NO 3rd Bridge Briefing
Sunday, November 4th, 3 pm
Salem Public Library, Anderson Room

For more information visit our Facebook page: NO 3rd Bridge



JimScheppke, Campaign Coordinator
503-269-1559
no3rdbridge@comcast.net

NO Third Bridge Briefing Will Inform Salem Residents
 in Advance of City Council Hearing

Salem, Oregon – Concerned Salem residents will get the opportunity to hear from experts about the proposal to build a new $687 million freeway spanning the Willamette River and connecting Highway 22 to I-5.
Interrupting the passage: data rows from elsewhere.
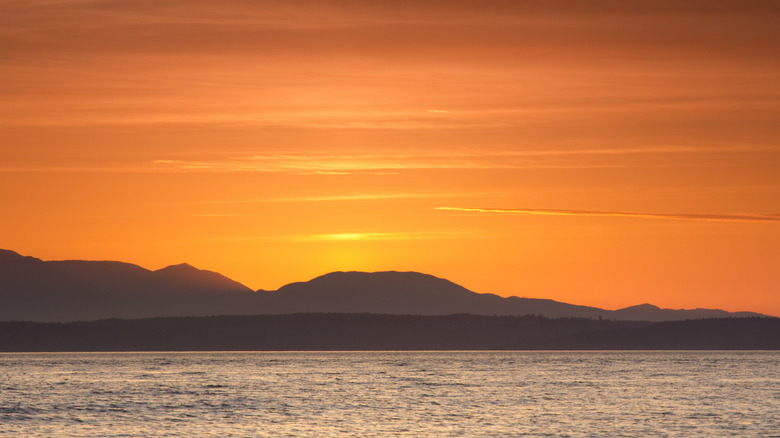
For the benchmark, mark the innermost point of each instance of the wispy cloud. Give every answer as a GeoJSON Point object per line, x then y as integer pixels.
{"type": "Point", "coordinates": [673, 216]}
{"type": "Point", "coordinates": [391, 162]}
{"type": "Point", "coordinates": [373, 236]}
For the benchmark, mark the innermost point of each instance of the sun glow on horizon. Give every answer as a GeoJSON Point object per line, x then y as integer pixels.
{"type": "Point", "coordinates": [601, 153]}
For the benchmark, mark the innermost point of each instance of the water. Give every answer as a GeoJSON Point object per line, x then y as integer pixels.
{"type": "Point", "coordinates": [389, 394]}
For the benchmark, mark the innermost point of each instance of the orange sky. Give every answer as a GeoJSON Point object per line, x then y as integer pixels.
{"type": "Point", "coordinates": [605, 153]}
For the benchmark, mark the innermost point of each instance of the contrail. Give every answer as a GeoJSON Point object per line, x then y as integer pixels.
{"type": "Point", "coordinates": [692, 217]}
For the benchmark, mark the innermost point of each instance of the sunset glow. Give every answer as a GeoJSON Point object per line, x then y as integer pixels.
{"type": "Point", "coordinates": [604, 153]}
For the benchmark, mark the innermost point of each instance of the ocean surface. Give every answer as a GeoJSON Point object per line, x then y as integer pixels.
{"type": "Point", "coordinates": [389, 394]}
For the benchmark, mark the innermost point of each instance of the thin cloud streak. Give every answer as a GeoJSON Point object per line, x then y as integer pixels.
{"type": "Point", "coordinates": [381, 163]}
{"type": "Point", "coordinates": [593, 213]}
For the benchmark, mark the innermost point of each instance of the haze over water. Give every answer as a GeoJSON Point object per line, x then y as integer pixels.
{"type": "Point", "coordinates": [391, 394]}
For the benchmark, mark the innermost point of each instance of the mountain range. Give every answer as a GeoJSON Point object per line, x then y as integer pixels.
{"type": "Point", "coordinates": [75, 290]}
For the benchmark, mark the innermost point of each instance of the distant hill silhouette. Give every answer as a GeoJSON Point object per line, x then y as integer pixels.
{"type": "Point", "coordinates": [36, 290]}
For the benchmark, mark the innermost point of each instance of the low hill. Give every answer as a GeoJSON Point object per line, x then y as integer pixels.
{"type": "Point", "coordinates": [36, 290]}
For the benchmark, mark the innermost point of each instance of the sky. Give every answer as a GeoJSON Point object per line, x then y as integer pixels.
{"type": "Point", "coordinates": [603, 153]}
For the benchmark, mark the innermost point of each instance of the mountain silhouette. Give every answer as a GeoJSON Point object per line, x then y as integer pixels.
{"type": "Point", "coordinates": [73, 290]}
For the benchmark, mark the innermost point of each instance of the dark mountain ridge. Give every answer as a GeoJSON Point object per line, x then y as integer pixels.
{"type": "Point", "coordinates": [36, 290]}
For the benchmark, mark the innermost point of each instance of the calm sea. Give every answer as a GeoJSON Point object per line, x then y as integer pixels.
{"type": "Point", "coordinates": [437, 394]}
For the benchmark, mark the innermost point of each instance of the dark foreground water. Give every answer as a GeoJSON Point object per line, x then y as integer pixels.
{"type": "Point", "coordinates": [365, 394]}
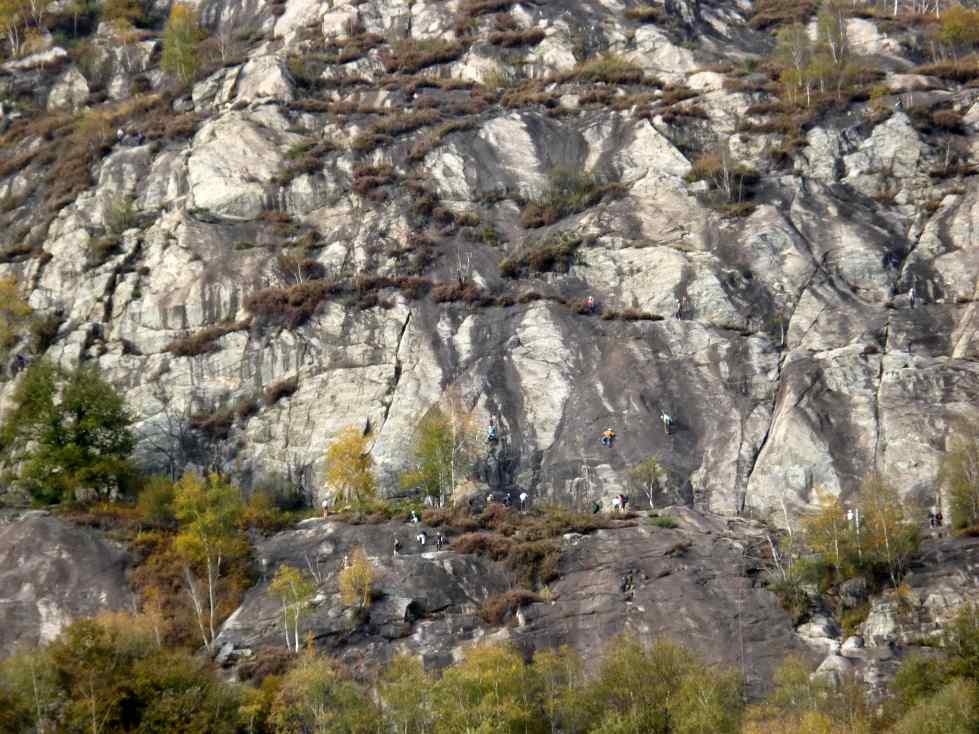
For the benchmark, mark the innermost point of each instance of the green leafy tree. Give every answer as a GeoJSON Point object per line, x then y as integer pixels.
{"type": "Point", "coordinates": [357, 580]}
{"type": "Point", "coordinates": [952, 710]}
{"type": "Point", "coordinates": [350, 468]}
{"type": "Point", "coordinates": [74, 431]}
{"type": "Point", "coordinates": [444, 450]}
{"type": "Point", "coordinates": [887, 533]}
{"type": "Point", "coordinates": [648, 477]}
{"type": "Point", "coordinates": [314, 698]}
{"type": "Point", "coordinates": [181, 42]}
{"type": "Point", "coordinates": [295, 591]}
{"type": "Point", "coordinates": [13, 21]}
{"type": "Point", "coordinates": [828, 533]}
{"type": "Point", "coordinates": [793, 52]}
{"type": "Point", "coordinates": [491, 690]}
{"type": "Point", "coordinates": [959, 477]}
{"type": "Point", "coordinates": [406, 692]}
{"type": "Point", "coordinates": [209, 511]}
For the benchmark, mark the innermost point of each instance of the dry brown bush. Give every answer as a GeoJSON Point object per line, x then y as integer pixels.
{"type": "Point", "coordinates": [280, 389]}
{"type": "Point", "coordinates": [497, 608]}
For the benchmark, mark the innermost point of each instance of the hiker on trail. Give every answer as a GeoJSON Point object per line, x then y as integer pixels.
{"type": "Point", "coordinates": [628, 583]}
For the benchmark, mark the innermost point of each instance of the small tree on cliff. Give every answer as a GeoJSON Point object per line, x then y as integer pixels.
{"type": "Point", "coordinates": [648, 477]}
{"type": "Point", "coordinates": [445, 448]}
{"type": "Point", "coordinates": [181, 41]}
{"type": "Point", "coordinates": [294, 591]}
{"type": "Point", "coordinates": [960, 478]}
{"type": "Point", "coordinates": [350, 468]}
{"type": "Point", "coordinates": [209, 511]}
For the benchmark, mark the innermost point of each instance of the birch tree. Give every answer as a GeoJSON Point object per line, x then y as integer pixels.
{"type": "Point", "coordinates": [295, 593]}
{"type": "Point", "coordinates": [208, 511]}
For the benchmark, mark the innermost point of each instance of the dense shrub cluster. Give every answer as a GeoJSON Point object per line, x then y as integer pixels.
{"type": "Point", "coordinates": [410, 56]}
{"type": "Point", "coordinates": [554, 254]}
{"type": "Point", "coordinates": [568, 192]}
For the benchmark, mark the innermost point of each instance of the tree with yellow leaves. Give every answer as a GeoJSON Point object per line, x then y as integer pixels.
{"type": "Point", "coordinates": [357, 580]}
{"type": "Point", "coordinates": [350, 468]}
{"type": "Point", "coordinates": [181, 38]}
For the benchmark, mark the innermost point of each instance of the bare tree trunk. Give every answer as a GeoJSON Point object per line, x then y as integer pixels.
{"type": "Point", "coordinates": [198, 608]}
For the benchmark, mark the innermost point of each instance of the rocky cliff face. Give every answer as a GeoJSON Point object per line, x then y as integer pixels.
{"type": "Point", "coordinates": [392, 140]}
{"type": "Point", "coordinates": [52, 574]}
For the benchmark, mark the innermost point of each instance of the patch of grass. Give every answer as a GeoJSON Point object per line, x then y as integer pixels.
{"type": "Point", "coordinates": [516, 38]}
{"type": "Point", "coordinates": [367, 179]}
{"type": "Point", "coordinates": [408, 57]}
{"type": "Point", "coordinates": [769, 13]}
{"type": "Point", "coordinates": [432, 140]}
{"type": "Point", "coordinates": [556, 254]}
{"type": "Point", "coordinates": [568, 192]}
{"type": "Point", "coordinates": [215, 425]}
{"type": "Point", "coordinates": [608, 69]}
{"type": "Point", "coordinates": [385, 129]}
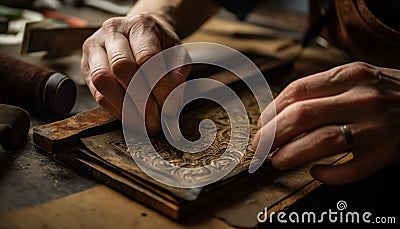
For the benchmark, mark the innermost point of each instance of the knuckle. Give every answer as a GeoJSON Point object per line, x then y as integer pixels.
{"type": "Point", "coordinates": [100, 99]}
{"type": "Point", "coordinates": [121, 65]}
{"type": "Point", "coordinates": [300, 112]}
{"type": "Point", "coordinates": [88, 44]}
{"type": "Point", "coordinates": [357, 72]}
{"type": "Point", "coordinates": [99, 77]}
{"type": "Point", "coordinates": [295, 91]}
{"type": "Point", "coordinates": [144, 19]}
{"type": "Point", "coordinates": [328, 136]}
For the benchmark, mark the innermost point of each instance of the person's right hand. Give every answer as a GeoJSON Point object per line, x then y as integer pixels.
{"type": "Point", "coordinates": [113, 54]}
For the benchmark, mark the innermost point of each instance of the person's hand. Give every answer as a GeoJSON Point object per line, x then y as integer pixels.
{"type": "Point", "coordinates": [311, 111]}
{"type": "Point", "coordinates": [113, 54]}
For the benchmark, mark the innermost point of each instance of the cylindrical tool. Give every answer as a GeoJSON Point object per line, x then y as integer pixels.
{"type": "Point", "coordinates": [37, 89]}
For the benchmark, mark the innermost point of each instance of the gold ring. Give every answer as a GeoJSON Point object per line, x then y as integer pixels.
{"type": "Point", "coordinates": [348, 138]}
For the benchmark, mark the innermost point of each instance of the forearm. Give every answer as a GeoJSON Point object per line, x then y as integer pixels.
{"type": "Point", "coordinates": [184, 16]}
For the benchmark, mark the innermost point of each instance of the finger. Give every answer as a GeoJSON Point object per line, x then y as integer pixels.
{"type": "Point", "coordinates": [144, 102]}
{"type": "Point", "coordinates": [349, 172]}
{"type": "Point", "coordinates": [323, 84]}
{"type": "Point", "coordinates": [320, 143]}
{"type": "Point", "coordinates": [121, 59]}
{"type": "Point", "coordinates": [103, 79]}
{"type": "Point", "coordinates": [102, 101]}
The NO 3rd Bridge Briefing will take place on Sunday, November 4th at 3 p.m. in the Anderson A meeting room at the Salem Public Library.

The featured speaker will be Scott Bassett, a transportation policy analyst for fifteen years, who has been following the planning process for the 3rd Bridge. Bassett will describe in detail the 3rd Bridge plans that will be considered by the Salem City Council at a public hearing on November 5th at 6:30 p.m. He will also show how the need for a new bridge is now highly questionable in light of declining traffic on the existing bridges, and he will present his ideas on how to relieve congestion at peak hours without spending many hundreds of millions on a new bridge.

Also speaking at the briefing will be a member of the project Task Force who is not in favor of building a 3rd bridge. Doug Parrow, who represented the Bicycle Transportation Alliance on the Task Force, will give an insider’s perspective on the project, and explain why he believes better infrastructure for bike transportation is one answer to relieving traffic congestion.

Bob Krebs, a member of the project Oversight Team for the Salem-Keizer Transit District Board, will share how planning for the 3rd bridge will proceed from here. The District has not taken a position on the 3rd bridge. Krebs will also share his ideas about how better mass transit between West Salem and downtown might be a viable solution to relieve peak hour traffic congestion.

Following the presentation there will be time for audience members to have their questions about the 3rd Bridge answered by the expert panel. Panel members will also explain how citizens can participate most effectively at the Salem City Council public hearing on November 5.